The University of London is a federal University, which means it is made up of a number of colleges with varying degrees of independence. Some of these colleges, Such as UCL and King’s College London have a strong independent identity and even award their own degrees, whereas others award their students a degree validated by the central institution.
The Introduction of Faculty Colours
The academic dress worn by graduates at the University of London is almost as varied as the colleges themselves. The original University of London scheme did not come into use until around 10 years after the university was founded in 1836. The original gowns, hoods and mortarboards were coloured to denote the faculty, with black for arts, blue for laws and violet for medicine. The University of London was actually the first University to use different colours of academic dress to indicate faculty, an approach that has now been copied by many other institutions. The designs also included a lot of velvet, with velvet edging on the caps, gowns and hoods.
Around 20 years after academic dress was introduced at the University of London the scheme was changed.
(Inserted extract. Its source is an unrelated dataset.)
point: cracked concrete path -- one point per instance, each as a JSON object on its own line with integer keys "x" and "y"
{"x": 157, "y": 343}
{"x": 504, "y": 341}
The velvet was dropped in favour of silks and many more faculty colours were introduced. There are now 16 different faculty colours which feature prominently on the hoods worn by bachelors and masters students at graduation. The most common colours you’re likely to see are brown (for arts students) and pale yellow (for science students). The use of blue for laws and violet for medicine was carried over from the old designs, with these colours still in use today.
The bachelors gown designed by the University of London features a gathered sleeve with a chord and button at the elbow, which has now become known as the London style and been adopted by many universities in and around the capital, including the universities of Hertfordshire and Middlesex. It’s even in use at Cardiff University!
Some of the Colleges Develop Their Own Designs
In 2007 several of the constituent colleges of the University of London were given the power to award their own degrees. At this point most of them decided to design their own style of academic dress for graduation ceremonies. UCL based its designs around the university colour scheme of purple and grey and King’s College London had a very original and vibrant scheme of gowns designed by British fashion designer Vivienne Westwood (although the absence of hoods and mortarboards in her design drew some opposition from students!).
Many colleges, however, still make use of the University of London designs, so don’t be surprised if you see the same hoods and gowns worn by graduates from institutions as diverse as Goldsmiths, Royal Holloway, Birkbeck and the London School of Hygiene and Tropical Medicine!
If you want to find out more about the academic dress used by any UK university we recommend taking a look at The Burgon Society and Shaw's Academical Dress, edited by Nicholas Groves, which offers a history and description of each design and where we source lots of our information.